Putusan Mahkamah Agung tersebut akan berdampak pada proyeksi penerimaan iuran peserta JKN-KIS, khususnya pada penerimaan segmen peserta mandiri. BPJS Kesehatan memperkirakan akan terjadi potensi penurunan penerimaan iuran sebesar Rp 5,032 triliun pada 2020.
Selain itu, putusan tersebut juga akan berdampak pada proyeksi dana jaminan sosial program JKN-KIS pada tahun 2020. Dana jaminan sosial diproyeksi akan mengalami defisit sebesar Rp 4,030 triliun. Sementara jika tidak ada putusan Mahkamah Agung terkait pembatalan kenaikan iuran peserta, dana jaminan sosial diproyeksi mengalami surplus Rp 3,823 triliun.
Antisipasi defisit
Koordinator Advokasi BPJS Watch Timboel Siregar menilai pemerintah perlu melakukan tindakan khusus untuk mengantisipasi potensi defisit pada BPJS Kesehatan. Jika penyesuaian besaran iuran belum bisa diterapkan, intervensi lain yang bisa dilakukan adalah penyesuaian manfaat ataupun suntikan dana tambahan.
”Melihat kondisi pandemi Covid-19 saat ini, pemerintah justru seharusnya memperluas jumlah peserta pada segmen penerima bantuan iuran APBN. Saat ini jumlah peserta yang ditanggung dalam penerima bantuan iuran APBN sebanyak 96,8 juta. Jadi, jumlah itu bisa diperluas menjadi 107 juta orang atau 40 persen dari jumlah penduduk Indonesia saat ini,” katanya.

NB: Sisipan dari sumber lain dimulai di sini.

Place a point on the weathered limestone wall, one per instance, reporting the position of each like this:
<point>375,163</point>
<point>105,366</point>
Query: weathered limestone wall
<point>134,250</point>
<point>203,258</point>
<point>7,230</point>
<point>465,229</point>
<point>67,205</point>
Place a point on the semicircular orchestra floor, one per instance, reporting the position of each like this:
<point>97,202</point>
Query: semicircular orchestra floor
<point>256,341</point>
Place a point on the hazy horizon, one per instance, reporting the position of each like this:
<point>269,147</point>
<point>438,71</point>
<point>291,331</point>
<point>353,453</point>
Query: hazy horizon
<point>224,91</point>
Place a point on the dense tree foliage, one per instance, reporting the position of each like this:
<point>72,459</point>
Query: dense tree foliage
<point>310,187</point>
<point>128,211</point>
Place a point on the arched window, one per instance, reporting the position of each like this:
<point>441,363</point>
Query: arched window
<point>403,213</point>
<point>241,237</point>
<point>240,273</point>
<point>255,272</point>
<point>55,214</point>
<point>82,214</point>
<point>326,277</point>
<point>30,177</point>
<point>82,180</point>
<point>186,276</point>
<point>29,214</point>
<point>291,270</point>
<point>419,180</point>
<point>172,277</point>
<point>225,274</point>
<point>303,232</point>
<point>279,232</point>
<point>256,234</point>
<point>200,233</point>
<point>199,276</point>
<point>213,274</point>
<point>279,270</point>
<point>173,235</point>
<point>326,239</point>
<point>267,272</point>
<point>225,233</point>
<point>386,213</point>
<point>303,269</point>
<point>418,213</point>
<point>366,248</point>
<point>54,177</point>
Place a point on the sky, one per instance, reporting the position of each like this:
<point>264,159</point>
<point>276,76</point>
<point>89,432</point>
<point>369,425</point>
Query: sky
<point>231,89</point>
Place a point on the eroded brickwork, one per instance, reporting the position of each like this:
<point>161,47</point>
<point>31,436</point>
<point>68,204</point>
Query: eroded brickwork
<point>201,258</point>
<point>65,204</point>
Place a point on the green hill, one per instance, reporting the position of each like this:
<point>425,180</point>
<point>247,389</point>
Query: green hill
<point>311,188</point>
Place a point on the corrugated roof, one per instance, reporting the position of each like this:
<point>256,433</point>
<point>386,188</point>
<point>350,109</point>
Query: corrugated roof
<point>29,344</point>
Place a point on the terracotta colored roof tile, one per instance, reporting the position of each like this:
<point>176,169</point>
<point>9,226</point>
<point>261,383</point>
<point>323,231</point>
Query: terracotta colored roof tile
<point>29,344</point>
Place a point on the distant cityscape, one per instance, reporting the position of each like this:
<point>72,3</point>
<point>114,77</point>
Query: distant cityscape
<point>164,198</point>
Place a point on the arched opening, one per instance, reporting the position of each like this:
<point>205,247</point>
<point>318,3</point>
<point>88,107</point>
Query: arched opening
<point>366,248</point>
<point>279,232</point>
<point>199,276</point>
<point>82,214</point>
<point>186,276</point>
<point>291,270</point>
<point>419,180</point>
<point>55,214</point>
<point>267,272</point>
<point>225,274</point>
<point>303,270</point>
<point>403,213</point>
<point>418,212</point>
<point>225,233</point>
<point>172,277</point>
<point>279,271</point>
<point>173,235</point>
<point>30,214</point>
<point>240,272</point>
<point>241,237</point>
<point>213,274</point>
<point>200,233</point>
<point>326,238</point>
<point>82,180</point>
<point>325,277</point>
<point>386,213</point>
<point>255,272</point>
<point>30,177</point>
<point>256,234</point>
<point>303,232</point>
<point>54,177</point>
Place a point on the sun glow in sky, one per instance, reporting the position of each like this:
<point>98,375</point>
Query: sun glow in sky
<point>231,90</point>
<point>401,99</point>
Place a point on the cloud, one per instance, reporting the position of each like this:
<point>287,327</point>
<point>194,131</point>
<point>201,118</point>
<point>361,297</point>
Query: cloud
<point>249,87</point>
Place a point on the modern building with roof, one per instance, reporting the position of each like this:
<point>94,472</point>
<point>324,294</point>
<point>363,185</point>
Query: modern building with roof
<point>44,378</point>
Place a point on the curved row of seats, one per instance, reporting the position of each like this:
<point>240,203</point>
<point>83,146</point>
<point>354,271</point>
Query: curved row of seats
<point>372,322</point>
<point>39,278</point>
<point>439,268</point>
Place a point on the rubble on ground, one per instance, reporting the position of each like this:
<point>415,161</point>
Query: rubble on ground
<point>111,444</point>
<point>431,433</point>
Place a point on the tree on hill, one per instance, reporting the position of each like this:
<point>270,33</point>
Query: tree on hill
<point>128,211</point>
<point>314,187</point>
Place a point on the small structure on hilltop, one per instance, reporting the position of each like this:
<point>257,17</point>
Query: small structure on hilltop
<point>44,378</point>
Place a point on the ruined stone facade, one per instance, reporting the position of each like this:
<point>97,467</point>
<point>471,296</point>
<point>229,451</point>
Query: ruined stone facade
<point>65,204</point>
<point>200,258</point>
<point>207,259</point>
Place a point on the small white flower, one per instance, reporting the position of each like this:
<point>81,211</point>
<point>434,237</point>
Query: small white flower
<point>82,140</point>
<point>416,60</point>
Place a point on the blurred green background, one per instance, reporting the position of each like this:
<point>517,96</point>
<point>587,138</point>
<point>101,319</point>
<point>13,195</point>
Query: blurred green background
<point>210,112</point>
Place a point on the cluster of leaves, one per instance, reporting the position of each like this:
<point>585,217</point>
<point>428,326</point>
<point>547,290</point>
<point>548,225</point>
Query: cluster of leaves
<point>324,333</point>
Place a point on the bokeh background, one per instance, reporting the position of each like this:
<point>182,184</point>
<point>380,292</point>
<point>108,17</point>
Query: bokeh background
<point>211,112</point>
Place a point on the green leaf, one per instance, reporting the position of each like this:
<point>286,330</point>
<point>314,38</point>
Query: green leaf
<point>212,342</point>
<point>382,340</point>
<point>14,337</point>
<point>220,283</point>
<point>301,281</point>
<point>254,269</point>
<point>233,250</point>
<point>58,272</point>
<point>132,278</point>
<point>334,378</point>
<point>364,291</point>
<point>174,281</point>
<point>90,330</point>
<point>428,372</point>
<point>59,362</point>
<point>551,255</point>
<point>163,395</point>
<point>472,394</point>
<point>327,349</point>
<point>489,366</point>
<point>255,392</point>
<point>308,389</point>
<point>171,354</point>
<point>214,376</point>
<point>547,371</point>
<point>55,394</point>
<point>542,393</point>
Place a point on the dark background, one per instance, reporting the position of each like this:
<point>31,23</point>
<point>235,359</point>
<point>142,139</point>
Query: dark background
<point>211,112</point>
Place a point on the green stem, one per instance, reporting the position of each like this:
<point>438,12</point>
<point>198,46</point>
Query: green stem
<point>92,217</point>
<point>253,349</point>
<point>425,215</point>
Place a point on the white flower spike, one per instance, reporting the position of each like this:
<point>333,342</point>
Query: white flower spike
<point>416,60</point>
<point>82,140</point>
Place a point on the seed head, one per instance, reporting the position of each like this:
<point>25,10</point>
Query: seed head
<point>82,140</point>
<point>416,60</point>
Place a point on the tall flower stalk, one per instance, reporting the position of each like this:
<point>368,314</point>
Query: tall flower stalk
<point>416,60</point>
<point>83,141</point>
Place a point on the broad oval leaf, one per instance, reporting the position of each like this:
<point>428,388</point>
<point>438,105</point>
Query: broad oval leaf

Dengan begitu, semakin banyak masyarakat yang mendapatkan jaminan kesehatan dalam masa pandemi saat ini. Penerimaan iuran BPJS Kesehatan pun bertambah dari kenaikan jumlah peserta pada segmen tersebut.
Timboel pun berharap proses pembersihan data (cleansing data) dari Kementerian Sosial bisa semakin tepat dan cepat dilakukan. Diperkirakan, jumlah masyarakat yang tidak mampu akan bertambah akibat pandemi Covid-19.
Selain itu, antisipasi lain yang juga harus disiapkan adalah potensi penurunan kolektabilitas peserta JKN-KIS, terutama pada segmen peserta mandiri dan peserta penerima upah badan usaha. Saat ini banyak badan usaha yang merugi, bahkan kolaps, akibat pandemi.
”Ini artinya, penerimaan iuran dari peserta penerima upah badan usaha yang diproyeksi mencapai Rp 30,940 triliun juga berpotensi mengalami penurunan,” ujar Timboel.